A Bayesian network (or "Bayes net" for short) is a probabilistic graphical model that describes interdependencies between variables within dataset. In this case the variables are the clinical factors and the dataset is the set of electronic health records (EHRs). Besides visualization, the Bayes nets provide a multimorbidity risk inference engine. Thus one can query a Bayes net for a risk of a particular clinical variable given presence or abscence of other clinical variables in patient's EHR.
Here is an example Bayes net for predicting whether the term the term "Suicide and intentional self-inflicted injury" appears in a patient's record based on the presence or absence of other terms in their record:
That may seem like an overwhelming amount of information at first, but we will break it down piece by piece.
At the top of the page there is the title of the net, the number of patients that it was based on, and the number of patients with the target term. The title of this net (and its target term) is "Suicide and intentional self-inflicted injury". Clicking on the words "Bayes net" takes you back to the list of available Bayes nets. Clicking on "Suicide and intentional self-inflicted injury" reopens the suicide Bayes net in a new tab so that you can see the effects of different inputs on the prediction without losing the inputs that you previously entered. Hovering over that link will display the name of the specific medical code that the term corresponds to (in this case, ccsdxpb.5.13).

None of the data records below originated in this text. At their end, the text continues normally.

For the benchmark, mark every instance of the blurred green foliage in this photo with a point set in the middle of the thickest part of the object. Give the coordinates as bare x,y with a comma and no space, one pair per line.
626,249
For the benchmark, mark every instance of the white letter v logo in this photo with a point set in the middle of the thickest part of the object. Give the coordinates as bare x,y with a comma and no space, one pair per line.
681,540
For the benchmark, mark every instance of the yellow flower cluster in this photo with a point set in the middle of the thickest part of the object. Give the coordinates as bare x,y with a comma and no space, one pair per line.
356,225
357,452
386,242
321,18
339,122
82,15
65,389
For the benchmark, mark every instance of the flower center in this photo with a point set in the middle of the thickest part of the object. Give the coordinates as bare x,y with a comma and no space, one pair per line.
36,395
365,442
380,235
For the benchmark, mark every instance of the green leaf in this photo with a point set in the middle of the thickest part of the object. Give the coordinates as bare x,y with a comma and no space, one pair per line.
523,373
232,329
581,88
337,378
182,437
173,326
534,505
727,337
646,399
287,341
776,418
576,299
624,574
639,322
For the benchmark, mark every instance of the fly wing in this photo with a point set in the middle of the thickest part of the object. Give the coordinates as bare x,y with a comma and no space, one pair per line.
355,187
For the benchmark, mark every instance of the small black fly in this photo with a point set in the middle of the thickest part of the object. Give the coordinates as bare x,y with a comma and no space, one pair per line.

This is a list of categorical variables that are predictive of suicide. The variables in this section generally correspond to demographic information about the patient. Click the terms that best respresent the patient or leave them set to "Unspecified" if information is not available or none of the available options are accurate.

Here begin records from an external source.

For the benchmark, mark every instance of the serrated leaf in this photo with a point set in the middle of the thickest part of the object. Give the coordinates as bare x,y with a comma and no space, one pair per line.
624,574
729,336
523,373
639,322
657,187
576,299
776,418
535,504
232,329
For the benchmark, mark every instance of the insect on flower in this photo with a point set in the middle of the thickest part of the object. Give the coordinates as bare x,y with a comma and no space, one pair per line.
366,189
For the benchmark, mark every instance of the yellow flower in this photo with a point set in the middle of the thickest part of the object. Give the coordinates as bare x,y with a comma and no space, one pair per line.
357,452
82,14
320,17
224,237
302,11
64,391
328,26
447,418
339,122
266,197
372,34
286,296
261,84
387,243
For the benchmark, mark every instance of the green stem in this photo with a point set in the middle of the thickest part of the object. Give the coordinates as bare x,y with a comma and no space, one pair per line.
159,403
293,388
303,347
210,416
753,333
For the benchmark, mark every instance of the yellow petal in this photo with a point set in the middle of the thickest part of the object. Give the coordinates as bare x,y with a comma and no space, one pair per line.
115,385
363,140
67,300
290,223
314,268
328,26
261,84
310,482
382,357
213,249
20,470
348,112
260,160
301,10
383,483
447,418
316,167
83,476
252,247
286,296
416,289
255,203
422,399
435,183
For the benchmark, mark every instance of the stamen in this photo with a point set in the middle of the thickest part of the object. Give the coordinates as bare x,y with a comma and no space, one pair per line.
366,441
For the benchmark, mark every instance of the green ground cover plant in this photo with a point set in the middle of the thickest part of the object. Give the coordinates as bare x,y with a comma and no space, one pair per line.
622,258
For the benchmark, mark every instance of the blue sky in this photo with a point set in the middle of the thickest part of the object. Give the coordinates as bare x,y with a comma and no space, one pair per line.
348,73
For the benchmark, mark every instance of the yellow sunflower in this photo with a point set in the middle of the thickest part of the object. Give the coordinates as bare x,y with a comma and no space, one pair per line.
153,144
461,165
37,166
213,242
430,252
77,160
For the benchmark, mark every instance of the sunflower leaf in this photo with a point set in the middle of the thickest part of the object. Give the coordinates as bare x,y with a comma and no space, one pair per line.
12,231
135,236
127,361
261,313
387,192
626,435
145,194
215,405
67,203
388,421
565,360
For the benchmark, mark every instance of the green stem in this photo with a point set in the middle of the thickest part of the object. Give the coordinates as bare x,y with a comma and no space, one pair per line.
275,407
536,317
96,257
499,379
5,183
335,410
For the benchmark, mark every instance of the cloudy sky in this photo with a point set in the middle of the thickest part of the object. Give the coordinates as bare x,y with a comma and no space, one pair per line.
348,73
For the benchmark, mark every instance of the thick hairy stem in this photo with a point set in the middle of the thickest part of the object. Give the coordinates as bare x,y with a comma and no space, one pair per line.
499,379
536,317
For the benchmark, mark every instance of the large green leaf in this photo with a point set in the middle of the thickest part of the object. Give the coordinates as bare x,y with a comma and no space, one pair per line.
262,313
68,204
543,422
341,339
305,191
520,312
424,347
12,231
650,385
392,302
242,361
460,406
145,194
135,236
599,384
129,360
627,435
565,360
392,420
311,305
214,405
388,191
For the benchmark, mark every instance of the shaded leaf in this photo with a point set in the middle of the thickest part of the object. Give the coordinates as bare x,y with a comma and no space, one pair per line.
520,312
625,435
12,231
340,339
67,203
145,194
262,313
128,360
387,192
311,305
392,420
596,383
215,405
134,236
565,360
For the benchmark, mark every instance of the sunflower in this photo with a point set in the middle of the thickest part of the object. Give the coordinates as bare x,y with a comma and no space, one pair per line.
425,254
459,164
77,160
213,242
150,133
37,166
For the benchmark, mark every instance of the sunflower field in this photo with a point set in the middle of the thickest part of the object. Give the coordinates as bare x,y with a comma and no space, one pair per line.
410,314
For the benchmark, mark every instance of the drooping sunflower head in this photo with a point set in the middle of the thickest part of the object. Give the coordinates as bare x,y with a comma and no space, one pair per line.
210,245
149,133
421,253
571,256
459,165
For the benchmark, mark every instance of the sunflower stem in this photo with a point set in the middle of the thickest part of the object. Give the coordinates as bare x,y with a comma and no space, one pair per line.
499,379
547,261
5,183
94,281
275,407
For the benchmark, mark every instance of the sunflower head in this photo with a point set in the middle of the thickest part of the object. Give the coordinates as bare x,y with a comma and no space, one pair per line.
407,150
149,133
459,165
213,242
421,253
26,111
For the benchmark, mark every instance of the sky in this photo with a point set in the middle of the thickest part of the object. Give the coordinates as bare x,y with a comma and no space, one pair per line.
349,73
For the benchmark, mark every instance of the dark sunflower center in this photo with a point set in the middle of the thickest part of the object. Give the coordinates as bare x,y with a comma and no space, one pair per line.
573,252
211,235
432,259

This is a list of binary (yes/no) variables that are predictive of suicide. Click Y if the patient has the term in their medical record, N if not, and U if unspecified. Hovering over any particular term will display its medical code: For example, "ANTIDEPRESSANTS" is cui.927 and "Alcohol-related disorders" is ccsdxpb.5.11.

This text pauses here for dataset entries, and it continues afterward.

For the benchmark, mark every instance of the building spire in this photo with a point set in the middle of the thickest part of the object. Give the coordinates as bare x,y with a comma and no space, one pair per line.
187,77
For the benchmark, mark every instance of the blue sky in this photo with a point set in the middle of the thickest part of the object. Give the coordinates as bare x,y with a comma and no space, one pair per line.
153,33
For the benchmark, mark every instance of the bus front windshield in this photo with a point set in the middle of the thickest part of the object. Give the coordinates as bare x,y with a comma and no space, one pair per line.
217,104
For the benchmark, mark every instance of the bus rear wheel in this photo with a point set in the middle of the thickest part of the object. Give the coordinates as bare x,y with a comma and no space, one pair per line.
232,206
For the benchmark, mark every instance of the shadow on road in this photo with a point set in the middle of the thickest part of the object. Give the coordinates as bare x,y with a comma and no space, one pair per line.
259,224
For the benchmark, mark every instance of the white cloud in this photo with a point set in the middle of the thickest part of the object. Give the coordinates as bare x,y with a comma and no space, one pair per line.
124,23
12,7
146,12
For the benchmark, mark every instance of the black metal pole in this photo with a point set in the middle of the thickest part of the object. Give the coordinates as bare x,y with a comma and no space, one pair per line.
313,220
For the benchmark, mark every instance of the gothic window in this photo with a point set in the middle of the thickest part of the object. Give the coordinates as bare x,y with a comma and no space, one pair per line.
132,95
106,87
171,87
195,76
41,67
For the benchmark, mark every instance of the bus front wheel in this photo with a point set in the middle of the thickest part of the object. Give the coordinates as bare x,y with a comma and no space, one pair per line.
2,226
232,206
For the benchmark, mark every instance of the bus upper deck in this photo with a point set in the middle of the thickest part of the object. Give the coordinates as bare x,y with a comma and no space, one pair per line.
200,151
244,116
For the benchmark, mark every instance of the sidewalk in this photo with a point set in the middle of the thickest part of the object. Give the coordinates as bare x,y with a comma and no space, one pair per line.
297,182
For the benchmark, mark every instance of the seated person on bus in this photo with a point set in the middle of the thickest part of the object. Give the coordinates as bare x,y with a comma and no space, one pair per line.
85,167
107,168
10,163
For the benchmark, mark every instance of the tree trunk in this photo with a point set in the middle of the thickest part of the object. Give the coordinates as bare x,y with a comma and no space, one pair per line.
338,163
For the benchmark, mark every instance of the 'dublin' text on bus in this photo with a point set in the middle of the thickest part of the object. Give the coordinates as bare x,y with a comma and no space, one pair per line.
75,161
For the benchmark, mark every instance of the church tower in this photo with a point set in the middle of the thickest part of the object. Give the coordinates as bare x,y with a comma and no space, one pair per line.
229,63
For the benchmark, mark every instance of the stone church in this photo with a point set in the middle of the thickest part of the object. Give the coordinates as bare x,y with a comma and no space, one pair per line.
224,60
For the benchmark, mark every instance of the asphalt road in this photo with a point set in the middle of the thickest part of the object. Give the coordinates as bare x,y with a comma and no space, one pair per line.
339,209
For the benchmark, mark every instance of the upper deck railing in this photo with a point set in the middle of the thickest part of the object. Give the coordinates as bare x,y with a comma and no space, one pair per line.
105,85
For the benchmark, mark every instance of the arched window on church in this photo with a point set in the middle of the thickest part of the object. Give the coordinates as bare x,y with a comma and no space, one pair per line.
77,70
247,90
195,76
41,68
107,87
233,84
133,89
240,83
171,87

Variables that are in the Markov blanket are shown in bold. These variables directly influence the target variable rather than influencing the target variable indirectly through mutual association with a third variable. If all variables in the Markov blanket are specified, no other variables need to be specified, and the results will not change if they are.
Some nets do not have a particular target term. If this is the case, a "Set as target" button will be displayed next to each term and clicking it will set the target to that term. The current target is displayed both on the graph and in a textbox at the top of the page labelled "Target expression". Population statistics such as the risk histogram are not available on these nets.
You may have noticed an extra set of Y, N, and U buttons at the top-right of the binary variable list. Use these buttons to set all of the binary variables to Yes, No, or Unspecified at once. Clicking U will also reset the categorical variables to Unspecified.
On the right side of the screen is a visual representation of the Bayes net. Each circle in the graph corresponds to a term in the table. Hovering over one of the circles will highlight the corresponding variable on the left, and hovering over one of the variables on the left will highlight the corresponding circle in the graph. The target term (that is, the term to be predicted) is shown in dotted red, terms that are marked Yes are blue, terms that are marked No are brown, and all other circles are colored gray.
Lines that connect circles on the graph represent the influence that one term has on another: The wider the line, the greater the shared information between the two terms. A red line indicates that the two terms are anticorrelated and so having one makes it unlikely that the patient has the other. A blue line indicates that the term has a direct connection with the target term. In other words, blue lines connect terms in the Markov blanket (which are also shown in bold in the table) to the target term.
The most important button on the page, it causes a prediction to be made and the patient's risk ratio, risk percentile, and absolute risk to be displayed. Click this button when you are done selecting inputs.
These are the results of the prediction. On the far right is absolute risk, which is the probability that the patient has the term. On the far left is the risk ratio, which is the patient's absolute risk divided by the average absolute risk over the entire population. The risk percentile in the middle is the number of patients in the population that have an absolute risk less than this patient's. Risk percentiles are not available on Bayes net pages that allow the target variable to be changed.
The standard deviation of the risk ratio and absolute risk is displayed after those values with a plus-or-minus symbol. The standard deviation is calculated by creating multiple Bayes nets via bootstrap resampling from the original population and comparing the predictions from each of the nets. If when the Bayes net was created no resampling was done to create auxiliary nets for comparison, standard deviations cannot be calculated and will not be displayed.
Each cell is colored on a scale from white to red where white represents a low value and red represents a high value. Changing the inputs after a calculation has been made will cause the entire risk table to be grayed out until the Calculate button is clicked again.
This figure gives you an idea of how the patient's risk compares to other patients in the database. Although the presence or absence of a medical term is known with certainty for each patient in the training set, in order to create the histogram the target term is assumed to be unspecified and recalculated based on the other variables in each medical record. The dashed vertical red line shows where the calculated risk of the described patient falls compared to other patients.
The number of patients included in the histogram is shown in its upper-right corner. It may be manipulated by changing the histogram options (which are just below the histogram itself). The histogram will update automatically when its options are changed but will be grayed out while it is being redrawn.
Histograms are not available on Bayes net pages that allow the target term to be changed.